Он ухмыльнулся и взял рассмотреть поближе одно из перьев, выставленных как образец.
— У меня никогда таких не было. Мать покупала только серебряные, каллиграфические. С выгравированными змейками. Даже не знаю, где она их брала.
— Это от избытка любви, — задумчиво проговорила Маргарет. — Я же выбираю практически.
— Помнишь, мы обсуждали один сугубо практический обмен? — заметил Драко к слову, выпуская перо из пальцев.
Маргарет кивнула. Он смотрел выжидающе. Они загораживали проход к кассе. Их вежливо попросил подвинуться сначала один, потом другой покупатель.
— Здесь неудобно разговаривать, выйдем? — предложил Малфой.
Маргарет подобрала с прилавка перо, которое он бросил, обмакнула его в стоящие тут же подсохшие чернила и на обрывке пергамента нацарапала несколько слов. Потом поставила перо на место.
— Прости, я сейчас тороплюсь, — сказала она, подвигая к нему записку.

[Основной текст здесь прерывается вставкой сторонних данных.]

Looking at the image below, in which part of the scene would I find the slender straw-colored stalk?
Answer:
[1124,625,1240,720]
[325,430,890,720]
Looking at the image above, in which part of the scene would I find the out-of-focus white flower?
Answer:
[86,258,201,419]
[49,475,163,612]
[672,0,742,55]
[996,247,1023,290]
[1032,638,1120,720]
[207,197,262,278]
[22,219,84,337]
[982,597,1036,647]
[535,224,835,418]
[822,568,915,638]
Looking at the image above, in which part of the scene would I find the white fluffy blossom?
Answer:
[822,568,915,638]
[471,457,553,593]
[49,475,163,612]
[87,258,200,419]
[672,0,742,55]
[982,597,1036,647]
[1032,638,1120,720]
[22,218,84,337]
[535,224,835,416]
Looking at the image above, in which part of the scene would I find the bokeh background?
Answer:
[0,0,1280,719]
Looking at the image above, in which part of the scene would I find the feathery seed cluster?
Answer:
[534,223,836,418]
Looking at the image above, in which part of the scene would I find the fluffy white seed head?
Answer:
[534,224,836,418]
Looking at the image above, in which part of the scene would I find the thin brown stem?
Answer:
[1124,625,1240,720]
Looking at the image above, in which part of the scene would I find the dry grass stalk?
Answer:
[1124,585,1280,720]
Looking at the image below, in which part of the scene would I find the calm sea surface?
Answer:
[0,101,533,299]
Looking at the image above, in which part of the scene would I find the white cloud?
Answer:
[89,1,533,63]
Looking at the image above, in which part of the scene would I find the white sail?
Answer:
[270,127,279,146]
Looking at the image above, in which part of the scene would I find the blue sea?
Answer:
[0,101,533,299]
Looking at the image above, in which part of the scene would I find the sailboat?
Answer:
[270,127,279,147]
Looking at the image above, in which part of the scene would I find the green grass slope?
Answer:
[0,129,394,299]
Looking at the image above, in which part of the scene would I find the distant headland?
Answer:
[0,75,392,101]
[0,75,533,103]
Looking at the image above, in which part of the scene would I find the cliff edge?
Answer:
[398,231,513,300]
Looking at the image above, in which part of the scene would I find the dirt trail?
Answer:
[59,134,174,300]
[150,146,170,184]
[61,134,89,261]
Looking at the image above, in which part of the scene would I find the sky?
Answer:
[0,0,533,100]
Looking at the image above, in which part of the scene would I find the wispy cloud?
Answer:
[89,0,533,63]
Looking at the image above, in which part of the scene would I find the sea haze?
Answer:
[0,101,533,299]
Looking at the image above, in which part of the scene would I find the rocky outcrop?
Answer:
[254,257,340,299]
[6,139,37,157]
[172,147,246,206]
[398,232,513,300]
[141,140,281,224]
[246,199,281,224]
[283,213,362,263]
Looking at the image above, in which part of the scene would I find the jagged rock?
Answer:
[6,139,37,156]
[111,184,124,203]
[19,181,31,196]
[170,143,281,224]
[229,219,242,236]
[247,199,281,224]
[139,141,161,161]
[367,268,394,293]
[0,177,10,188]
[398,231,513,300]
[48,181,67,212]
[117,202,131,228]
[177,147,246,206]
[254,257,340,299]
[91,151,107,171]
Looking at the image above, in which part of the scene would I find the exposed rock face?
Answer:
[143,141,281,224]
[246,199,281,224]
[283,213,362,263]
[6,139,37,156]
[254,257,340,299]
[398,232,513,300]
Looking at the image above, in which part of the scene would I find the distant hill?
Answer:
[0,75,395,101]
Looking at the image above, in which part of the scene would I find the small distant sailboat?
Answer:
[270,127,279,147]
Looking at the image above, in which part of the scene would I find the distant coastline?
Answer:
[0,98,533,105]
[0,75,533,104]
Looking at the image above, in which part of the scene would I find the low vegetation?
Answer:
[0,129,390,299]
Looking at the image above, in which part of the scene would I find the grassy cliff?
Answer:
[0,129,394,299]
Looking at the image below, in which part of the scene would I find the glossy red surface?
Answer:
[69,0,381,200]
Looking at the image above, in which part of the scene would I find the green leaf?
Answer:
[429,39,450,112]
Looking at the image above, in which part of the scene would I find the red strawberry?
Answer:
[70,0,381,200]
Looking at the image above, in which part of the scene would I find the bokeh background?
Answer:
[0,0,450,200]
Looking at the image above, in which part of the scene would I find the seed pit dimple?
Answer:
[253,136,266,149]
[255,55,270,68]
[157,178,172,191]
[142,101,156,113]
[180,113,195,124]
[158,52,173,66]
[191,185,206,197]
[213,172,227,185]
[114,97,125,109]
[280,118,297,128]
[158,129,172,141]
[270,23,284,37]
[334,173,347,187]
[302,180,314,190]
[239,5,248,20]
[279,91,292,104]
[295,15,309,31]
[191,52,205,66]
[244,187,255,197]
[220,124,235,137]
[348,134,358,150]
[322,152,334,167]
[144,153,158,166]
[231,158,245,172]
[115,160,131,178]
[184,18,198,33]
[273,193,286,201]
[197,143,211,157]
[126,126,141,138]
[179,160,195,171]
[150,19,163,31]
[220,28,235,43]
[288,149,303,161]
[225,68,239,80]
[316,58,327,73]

Они попрощались у дверей магазина. Драко развернул пергамент, прочёт и с досады едва не выбросил: он-то был уверен, что найдёт там день, час и место встречи. Однако же передумал и сунул в карман.
- - -
Рассказ Снейпа был гол и наукообразен, но Маргарет и не нуждалась в красочных описаниях. Как живые вставали они перед ней: Аластор, по прозвищу Грозный Глаз — кряжистый старик с тяжёлой поступью; порывистая и весёлая Нимфадора Тонкс с фиолетовой чёлкой; властный и любящий Альбус Дамблдор. Мельком прозвучали имена родителей знаменитого Гарри Поттера. У Гекаты обнаружились в рядах сопротивления погибшие родственники. Промелькнул профессор Люпин, немного сутулый, с опухшими веками; Сириус Блэк с небрежными жестами и колкой полуулыбкой; смешной упрямый коротышка Дедалус Диггл... Некоторых Маргарет даже знала по Хогвартсу, но никогда — такими, как в сухих интонациях профессора.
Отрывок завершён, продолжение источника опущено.